研究課題/領域番号 |
16K04349
|
研究機関 | 富山大学 |
研究代表者 |
西山 志満子 富山大学, 大学院医学薬学研究部(医学), 研究員 (70649582)
|
研究分担者 |
鈴木 道雄 富山大学, 大学院医学薬学研究部(医学), 教授 (40236013)

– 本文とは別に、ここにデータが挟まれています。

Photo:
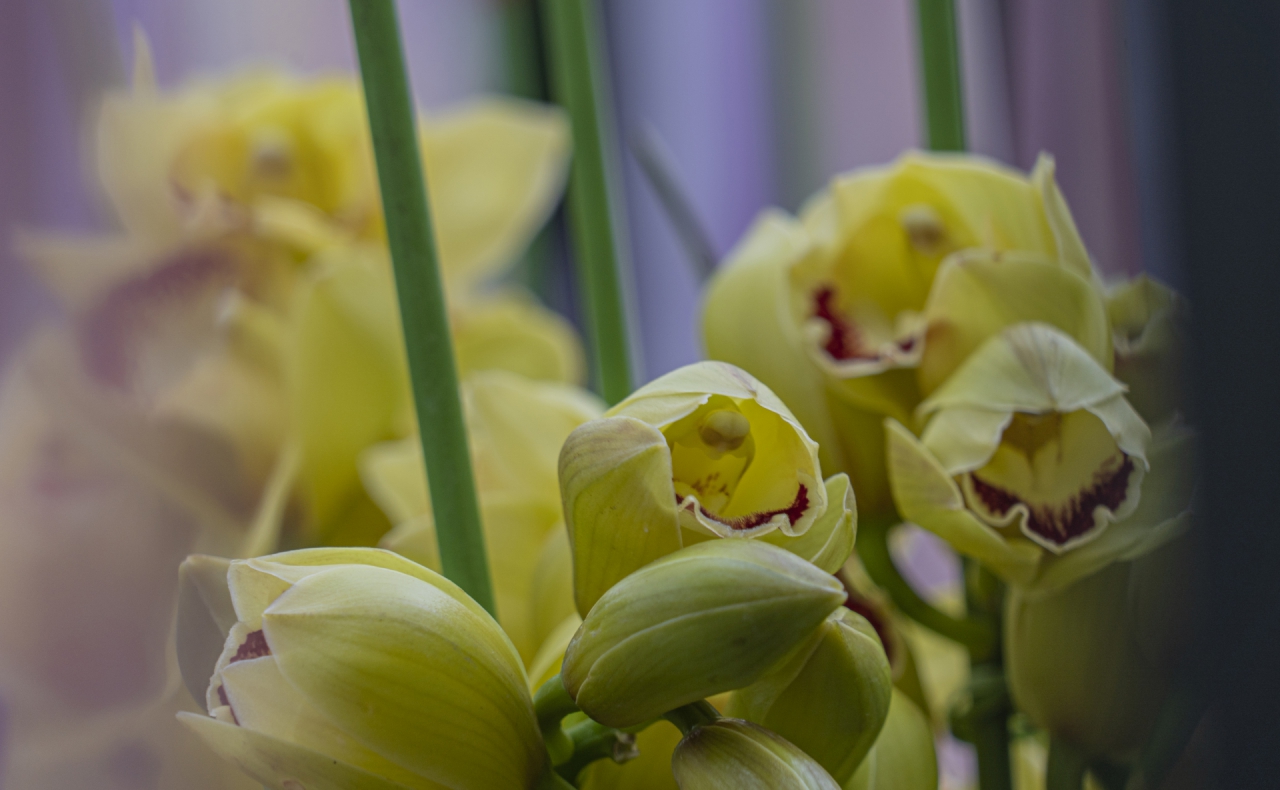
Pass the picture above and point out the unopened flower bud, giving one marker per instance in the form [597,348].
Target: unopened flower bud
[831,698]
[734,754]
[360,669]
[704,620]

高柳 陽一郎 富山大学, 附属病院, 講師 (40574942)
高橋 努 富山大学, 大学院医学薬学研究部(医学), 准教授 (60345577)
|
研究期間 (年度) |
2016-04-01 – 2020-03-31
|
キーワード | 統合失調症 / 自我障害 / MMPI / Ultra High Risk |
研究実績の概要 |
本研究の第一の目的は、MMPIの質問項目を用いて自記式の自我障害尺度を開発し、集団での実施を可能にすることである。平成29年度は、Ultra High Risk(UHR)群およびFES(First Episode for Schizophrenia)群のリクルート、UHR、FES、健常群のMMPIの回答のデータ化を行い、各群におけるMMPIの尺度の特徴を調べた。 65例のUHR群、 44例の FES群、および60例の健常群にMMPIを施行し、年齢を共変量としたANCOVA解析を行った.さらに65例のUHR群のうち統合失調症に移行した8例および精神病症状を伴う重症うつ病エピソードに移行した1例をUHR-T群,1年以上の追跡で未発症であった27例をUHR-NT群とし、ベースラインにおける臨床尺度を、健常群、FES群の臨床尺度と比較した. 健常群と比べ、UHR群、FES群で有意に高い尺度は、第1、2、3、4、6、7、8、0尺度であった。UHR群ではFES群と比べ、第6、第8尺度で有意な低下を示した。さらにUHR-T群ではUHR-NT-群と比べて第6、8尺度が有意に高かったが、FES群との間に有意差を認めなかった。またUHR-T群では、UHR-NT群、FES群と比べ第7尺度が有意に高かった。 UHR群の猜疑心や妄想的観念、明晰な思考の低下、奇異な言動などはFES群より低いが、抑うつ、不安、内向性、身体症状などは、FES群に匹敵する程高いことが示唆された。また、後に精神病に移行するUHR群では、前駆期の段階から、すでにFES群と同程度の精神病的特徴を有しており、よい不安が高いことが示唆された。今後は、MMPIの項目を用いて、精神病発症リスクの補助診断に有用な新たな尺度の開発が課題である。
|
現在までの達成度 (区分) |
現在までの達成度 (区分)
3: やや遅れている
理由
現在、データ化されたMMPIは健常群で100例、UHR群で65例、FES群で44例である。MMPIは550項目あり、1例ごとのデータ化に当初の想定よりも時間を要した。また、自我障害尺度の作成にあたり、統計に基づく項目の選定、専門家による選定による尺度の精度を比較するなど、尺度の作成方法を再検討したことも当初の予定より進捗がやや遅れた原因と考えられる。
|
今後の研究の推進方策 |
MMPIの項目のデータ化については、Excelに計算式を組み込んで回答を入力することで、データ化の効率を改善した。H30年度に自我障害尺度を完成し論文として公表することが目標である。 本研究の第二の目的は、統合失調症を始めとする精神病前駆状態の患者を対象に本尺度および脳構造磁気共鳴画像(MRI)により自我障害に関連する脳構造の評価を行い、その生物学的病態変化を明らかにすることである。本研究についてはH31年度に実施する予定だが、進捗状況によっては最終年度を1年延長することを検討する。
|
次年度使用額が生じた理由 |
MMPIのデータ化の遅れに伴い、尺度の開発および画像解析研究の進捗に遅れが生じた。MMPIのデータ化の効率を改善することはできたが、次年度は画像解析用のパソコンおよび解析ソフトを購入し、画像解析研究の効率をあげる予定である。